Update: The bill was signed into law by President Jose Mujica on Dec. 24.
Today, barring some unforeseen upset, Uruguay makes history. The tiny South American country’s marijuana legalization bill which eked through its House of Representatives is expected to pass easily through its Senate, now that the final reconciliations have been conducted between the two chambers. President José Mujica, who first proposed the policy, will probably sign it into law by the end of the week. By the end of April, the government in Montevideo will be selling dollar grams.

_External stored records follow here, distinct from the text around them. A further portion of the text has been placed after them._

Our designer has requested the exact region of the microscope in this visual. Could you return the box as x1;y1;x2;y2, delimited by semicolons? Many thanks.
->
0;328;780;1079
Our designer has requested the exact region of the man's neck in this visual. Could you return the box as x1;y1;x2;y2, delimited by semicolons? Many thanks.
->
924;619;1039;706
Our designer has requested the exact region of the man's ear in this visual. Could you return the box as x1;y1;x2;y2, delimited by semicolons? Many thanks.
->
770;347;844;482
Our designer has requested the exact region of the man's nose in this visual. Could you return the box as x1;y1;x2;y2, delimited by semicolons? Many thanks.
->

Such a move is unprecedented in its scope. Since the advent of the 1961 UN Single Convention on Narcotic Drugs, no country has ever taken such a bold step in defiance of its required cannabis ban, and Uruguay isn’t even pretending to respect the treaty anymore. Rebuffing an invitation to discuss the bill with the United Nations’ drug control panel, the Uruguayans are charging forward; and ultimately, the reasons they give for legalization may prove more powerful than legalization itself.
The vote comes on the 65th anniversary of the adoption of the Universal Declaration of Human Rights, and that is no coincidence. At the biannual Drug Policy Reform Conference held last October in Denver, Colorado, the Uruguayan delegation provoked a standing ovation with their simple yet powerful observation: that there was no way that their government could honor its obligations under the UN Single Convention while also upholding its obligations under the Declaration of Human Rights. In other words, they finally realized that they had to choose between human rights and pot prohibition – and they chose human rights.
The idea is not mere rhetoric. Latin America has borne the worst collateral damage of the global War on Drugs, witnessing human rights violations of every conceivable scope. Even in the United States, the supposed “land of the free,” the Samuel DeWitt Proctor Conference has found systemic human rights abuses disproportionately affecting Americans of color; because of its drug policies, the US now locks up more of its own citizens than any other country on Earth. Having thus created a new Jim Crow, the US has exported the same policy to every corner of the planet it can influence. Mujica and his allies in Parliament have taken a big risk with their votes.
So light one up for Uruguay today; it’s a day which will go down in history. When the sky doesn’t fall, when crime doesn’t soar, and most of all once humans are once again treated with dignity – the last Prohibitionist lies will be exposed under the South American summer sun. And everyone will remember brave Uruguay as the country to bring the wall of prohibition down.